2. Academic Validation
  3. Begacestat (GSI-953): a novel, selective thiophene sulfonamide inhibitor of amyloid precursor protein gamma-secretase for the treatment of Alzheimer's disease

Begacestat (GSI-953): a novel, selective thiophene sulfonamide inhibitor of amyloid precursor protein gamma-secretase for the treatment of Alzheimer's disease

  • J Pharmacol Exp Ther. 2009 Nov;331(2):598-608. doi: 10.1124/jpet.109.152975.
Robert L Martone 1 Hua Zhou Kevin Atchison Thomas Comery Jane Z Xu Xinyi Huang Xioahai Gong Mei Jin Anthony Kreft Boyd Harrison Scott C Mayer Suzan Aschmies Cathleen Gonzales Margaret M Zaleska David R Riddell Erik Wagner Peimin Lu Shaiu-Ching Sun June Sonnenberg-Reines Aram Oganesian Karissa Adkins Michael W Leach David W Clarke Donna Huryn Magid Abou-Gharbia Ronald Magolda Jonathan Bard Glen Frick Sangeeta Raje S Bradley Forlow Carrie Balliet Michael E Burczynski Peter H Reinhart Hong I Wan Menelas N Pangalos J Steven Jacobsen
Affiliations

Affiliation

  • 1 Wyeth Research, Departments of Discovery Neuroscience, Princeton, New Jersey 08543, USA.
PMID: 19671883 DOI: 10.1124/jpet.109.152975
Abstract

The presenilin containing gamma-secretase complex is responsible for the regulated intramembraneous proteolysis of the amyloid precursor protein (APP), the Notch receptor, and a multitude of other substrates. gamma-Secretase catalyzes the final step in the generation of Abeta(40) and Abeta(42) Peptides from APP. Amyloid beta-peptides (Abeta Peptides) aggregate to form neurotoxic oligomers, senile plaques, and congophilic angiopathy, some of the cardinal pathologies associated with Alzheimer's disease.

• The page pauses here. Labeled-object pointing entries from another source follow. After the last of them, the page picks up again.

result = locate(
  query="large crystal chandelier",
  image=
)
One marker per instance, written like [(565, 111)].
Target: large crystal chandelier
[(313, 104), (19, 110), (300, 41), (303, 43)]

Although inhibition of this protease acting on APP may result in potentially therapeutic reductions of neurotoxic Abeta Peptides, nonselective inhibition of the Enzyme may cause severe adverse events as a result of impaired Notch receptor processing. Here, we report the preclinical pharmacological profile of GSI-953 (begacestat), a novel thiophene sulfonamide gamma-secretase inhibitor (GSI) that selectively inhibits cleavage of APP over Notch. This GSI inhibits Abeta production with low nanomolar potency in cellular and cell-free assays of gamma-secretase function, and displaces a tritiated analog of GSI-953 from enriched gamma-secretase Enzyme complexes with similar potency. Cellular assays of Notch cleavage reveal that this compound is approximately 16-fold selective for the inhibition of APP cleavage. In the human APP-overexpressing Tg2576 transgenic mouse, treatment with this orally active compound results in a robust reduction in brain, plasma, and cerebral spinal fluid Abeta levels, and a reversal of contextual fear-conditioning deficits that are correlated with Abeta load. In healthy human volunteers, oral administration of a single dose of GSI-953 produces dose-dependent changes in plasma Abeta levels, confirming pharmacodynamic activity of GSI-953 in humans.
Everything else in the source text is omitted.